Im August ist voll tote Hose, sag ich. Und Olympia, fragt mein Vater, und du könntest auch dieses Pokémon Go spielen. Für wie blöd hältst du mich, frag ich,  aber mal im Ernst: keine EM mehr, noch keine Bundesliga, Ferien, alle im Urlaub und politisch ist Sommerloch. Okay, sagt mein Vater, die EM war fußballkulturell kein Hit, das Finale aus der Mottenkiste, und ob ich die Liliensaison herbeisehnen soll? Ein politisches Sommerloch wirds bei all dem Terror nicht geben, und hier haben wir OB-Wahlkampf. Ah, sag ich, kandidierst du? Wieso er, fragt meine Mutter.

Jedes SPD-Mitglied ist gefragt als OB-Kandidat, sag ich. Was soll denn der Quatsch, sagt meine Mutter. Kein Quatsch, sagt mein Vater, ich hab auch ne Mail gekriegt von der Zypries, wenn ich interessiert bin am OB-Amt, soll ich mich melden. Wie, sagt meine Mutter, schickt dann die SPD 100 Bedeutungsdefizitler ins Rennen? Eher 1.000, lach ich, aber wahrscheinlich machts dann doch der Siebel. Ich bewerb mich jedenfalls nicht, sagt mein Vater, gegen den Partsch ist eh jeder Kandidat chancenlos. Stimmt, sagt meine Mutter.
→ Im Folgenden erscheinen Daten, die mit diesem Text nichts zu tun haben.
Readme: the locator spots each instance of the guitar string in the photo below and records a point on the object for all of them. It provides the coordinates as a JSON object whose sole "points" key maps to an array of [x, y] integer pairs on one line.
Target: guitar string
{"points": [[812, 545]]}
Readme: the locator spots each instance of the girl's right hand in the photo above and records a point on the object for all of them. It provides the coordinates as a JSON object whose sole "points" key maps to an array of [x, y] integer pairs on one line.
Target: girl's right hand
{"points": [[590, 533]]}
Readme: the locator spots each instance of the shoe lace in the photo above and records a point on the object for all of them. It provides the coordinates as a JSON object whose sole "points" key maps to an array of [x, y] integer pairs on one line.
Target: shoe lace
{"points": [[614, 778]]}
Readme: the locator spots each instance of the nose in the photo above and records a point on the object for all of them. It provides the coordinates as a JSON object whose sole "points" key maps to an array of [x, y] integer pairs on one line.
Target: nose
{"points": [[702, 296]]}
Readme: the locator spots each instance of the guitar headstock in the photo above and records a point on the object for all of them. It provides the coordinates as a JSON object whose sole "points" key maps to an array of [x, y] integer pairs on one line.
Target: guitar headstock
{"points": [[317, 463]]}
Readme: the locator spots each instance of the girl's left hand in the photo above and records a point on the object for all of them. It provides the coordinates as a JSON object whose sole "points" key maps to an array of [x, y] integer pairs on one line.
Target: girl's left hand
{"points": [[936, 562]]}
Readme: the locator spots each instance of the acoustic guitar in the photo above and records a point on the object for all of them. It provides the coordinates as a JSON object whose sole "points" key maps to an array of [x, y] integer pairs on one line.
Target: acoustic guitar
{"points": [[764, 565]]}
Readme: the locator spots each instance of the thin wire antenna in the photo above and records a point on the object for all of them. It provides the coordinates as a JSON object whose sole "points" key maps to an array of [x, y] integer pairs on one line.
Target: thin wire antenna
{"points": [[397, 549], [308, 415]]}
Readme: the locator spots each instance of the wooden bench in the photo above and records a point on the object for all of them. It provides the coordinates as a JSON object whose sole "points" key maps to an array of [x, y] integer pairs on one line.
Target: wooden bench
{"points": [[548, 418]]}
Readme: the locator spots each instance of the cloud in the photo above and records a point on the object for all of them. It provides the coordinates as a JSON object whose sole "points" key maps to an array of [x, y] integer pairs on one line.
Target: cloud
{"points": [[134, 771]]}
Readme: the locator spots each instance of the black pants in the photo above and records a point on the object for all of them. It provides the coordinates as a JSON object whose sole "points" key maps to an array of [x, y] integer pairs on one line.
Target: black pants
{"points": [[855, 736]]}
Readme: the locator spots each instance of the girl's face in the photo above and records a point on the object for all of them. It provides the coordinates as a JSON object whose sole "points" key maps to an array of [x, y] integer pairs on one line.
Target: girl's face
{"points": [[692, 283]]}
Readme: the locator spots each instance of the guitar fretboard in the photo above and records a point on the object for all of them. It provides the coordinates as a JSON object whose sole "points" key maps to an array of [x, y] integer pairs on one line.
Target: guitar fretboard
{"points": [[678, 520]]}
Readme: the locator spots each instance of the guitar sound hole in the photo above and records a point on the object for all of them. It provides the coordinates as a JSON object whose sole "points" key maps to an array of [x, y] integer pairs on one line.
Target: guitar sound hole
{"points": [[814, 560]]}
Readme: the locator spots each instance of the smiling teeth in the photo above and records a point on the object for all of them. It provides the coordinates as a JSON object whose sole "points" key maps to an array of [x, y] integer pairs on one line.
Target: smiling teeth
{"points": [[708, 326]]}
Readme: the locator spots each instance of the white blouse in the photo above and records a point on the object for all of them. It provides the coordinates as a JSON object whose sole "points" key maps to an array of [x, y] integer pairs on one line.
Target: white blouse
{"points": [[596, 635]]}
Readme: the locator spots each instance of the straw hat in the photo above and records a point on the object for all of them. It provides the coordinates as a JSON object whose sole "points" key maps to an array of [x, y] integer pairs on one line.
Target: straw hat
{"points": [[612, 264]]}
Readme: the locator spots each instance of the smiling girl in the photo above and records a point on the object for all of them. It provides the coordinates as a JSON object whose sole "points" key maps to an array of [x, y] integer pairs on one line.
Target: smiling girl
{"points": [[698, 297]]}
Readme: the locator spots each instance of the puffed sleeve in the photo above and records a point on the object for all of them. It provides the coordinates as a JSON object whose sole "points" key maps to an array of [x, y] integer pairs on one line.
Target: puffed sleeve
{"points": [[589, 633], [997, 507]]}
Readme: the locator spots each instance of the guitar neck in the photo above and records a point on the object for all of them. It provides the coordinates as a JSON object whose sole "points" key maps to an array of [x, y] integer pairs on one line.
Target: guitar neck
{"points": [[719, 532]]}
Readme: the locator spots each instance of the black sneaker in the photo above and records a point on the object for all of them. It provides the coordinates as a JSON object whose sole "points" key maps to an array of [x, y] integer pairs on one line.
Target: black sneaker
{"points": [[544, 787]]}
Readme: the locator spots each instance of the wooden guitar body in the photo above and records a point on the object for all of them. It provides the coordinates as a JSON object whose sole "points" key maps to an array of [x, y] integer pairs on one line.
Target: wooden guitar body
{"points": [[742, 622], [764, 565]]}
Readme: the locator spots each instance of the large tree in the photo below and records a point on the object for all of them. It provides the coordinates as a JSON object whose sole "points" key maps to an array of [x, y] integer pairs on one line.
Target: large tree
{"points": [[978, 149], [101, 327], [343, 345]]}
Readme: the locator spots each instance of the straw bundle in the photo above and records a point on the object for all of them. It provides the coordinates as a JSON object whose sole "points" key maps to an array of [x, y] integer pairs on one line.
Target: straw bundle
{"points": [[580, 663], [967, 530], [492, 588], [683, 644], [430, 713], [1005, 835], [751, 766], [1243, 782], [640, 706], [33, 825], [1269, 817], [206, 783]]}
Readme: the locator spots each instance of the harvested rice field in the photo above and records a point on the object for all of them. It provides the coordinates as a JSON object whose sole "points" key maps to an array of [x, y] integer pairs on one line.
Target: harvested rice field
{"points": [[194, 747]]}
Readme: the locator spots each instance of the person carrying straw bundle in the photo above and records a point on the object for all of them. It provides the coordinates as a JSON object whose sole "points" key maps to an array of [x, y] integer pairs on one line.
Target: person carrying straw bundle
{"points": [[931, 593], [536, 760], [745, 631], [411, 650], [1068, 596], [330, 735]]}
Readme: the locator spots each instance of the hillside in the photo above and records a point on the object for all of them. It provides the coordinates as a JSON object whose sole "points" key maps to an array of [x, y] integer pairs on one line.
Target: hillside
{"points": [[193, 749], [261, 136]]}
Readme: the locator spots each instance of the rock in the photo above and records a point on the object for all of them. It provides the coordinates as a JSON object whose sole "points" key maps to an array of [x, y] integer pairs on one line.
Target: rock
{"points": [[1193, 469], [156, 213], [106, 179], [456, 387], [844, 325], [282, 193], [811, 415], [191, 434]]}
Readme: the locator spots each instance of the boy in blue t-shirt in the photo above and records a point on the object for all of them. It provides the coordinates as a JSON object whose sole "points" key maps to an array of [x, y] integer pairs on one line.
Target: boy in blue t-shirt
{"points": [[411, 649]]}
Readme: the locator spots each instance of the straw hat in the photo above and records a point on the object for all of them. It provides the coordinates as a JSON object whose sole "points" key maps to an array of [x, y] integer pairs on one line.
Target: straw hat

Die OB-Wahl wird wie der Bieranstich beim Heinerfest, sag ich, ein Schlag – und sitzt. Der Partsch, sagt mein Vater, hätte halt auch das Zeug zum Großherzog. Jochen Partsch ist ein Demokrat, sagt meine Mutter. Ein lupenreiner, sag ich, deswegen wird er ja auch problemlos wiedergewählt. Problemlos, sagt mein Vater, ich weiß nicht, allzuviel darf nicht mehr schief laufen, sonst kippt die Stimmung endgültig um. Aha, sagt meine Mutter, was läuft den schief? Erklärs ihr, sagt mein Vater.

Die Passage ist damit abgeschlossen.